Hier la nouvelle de la mort de David Lynch m'a été un choc. Chaque jour, nous apprenons la mort de quelque personnalité, et cela parfois nous attriste quand pour celle-ci nous éprouvons estime ou affection, mais il est rare que l'on ait comme un mouvement de recul, un moment d'incrédulité, comme si cet événement annoncé n'était pas de l'ordre du possible. David Lynch, 78 ans*, et je réalisai seulement alors que je n'avais jamais pensé qu'il pût mourir un jour. C'est qu'il n'était pas vieux, je veux dire par là que je ne l'ai jamais vu, envisagé, comme une personne âgée. Ce qu'il était bien sûr, mais le physique de son visage démentait toute décrépitude. Je me souviens encore de son portrait par Nadav Kander, admiré lors de l'exposition de ses photographies à Vichy, l'an dernier.
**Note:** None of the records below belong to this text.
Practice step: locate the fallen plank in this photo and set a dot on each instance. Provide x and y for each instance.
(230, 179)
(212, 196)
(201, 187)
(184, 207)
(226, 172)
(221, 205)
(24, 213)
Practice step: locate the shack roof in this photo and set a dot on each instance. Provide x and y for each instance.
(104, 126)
La photo a été prise en 2007, Lynch avait donc 61 ans. La chevelure poivre et sel est incroyable par sa densité et son mouvement de vagues. Contraste entre la chemise boutonnée jusqu'au col, le calme du visage au regard bleu intense levé vers on ne sait quel horizon, et ce ressac, cette houle capillaire, cette tempête sur un crâne dont on sait quelles images troublantes il pouvait engendrer.
J'ai souvent parlé ici de David Lynch. Et sans doute n'est-ce pas fini, tant cette œuvre continuera de nourrir notre imaginaire. Je voudrais juste évoquer une anecdote que je viens de découvrir et qui résonne avec les précédents articles autour de La Prisonnière du désert, de John Ford. Dans The Fabelmans de Steven Spielberg, c'est David Lynch en effet qui incarne le vieux cinéaste recevant le jeune Sammy - alter ego de Spielberg.
Le scénariste Tony Kushner a raconté pour le magazine Première ce qui demeure pour lui comme le meilleur souvenir du tournage :
Le jour du tournage est inoubliable pour moi. C'est vraiment
unique dans une vie : Steven Spielberg qui filme David Lynch cours d'une
scène où Steven Spielberg rencontre John Ford, qui est joué par David
Lynch. Wow ! C'était tellement bizarre. J'étais heureux comme un gosse.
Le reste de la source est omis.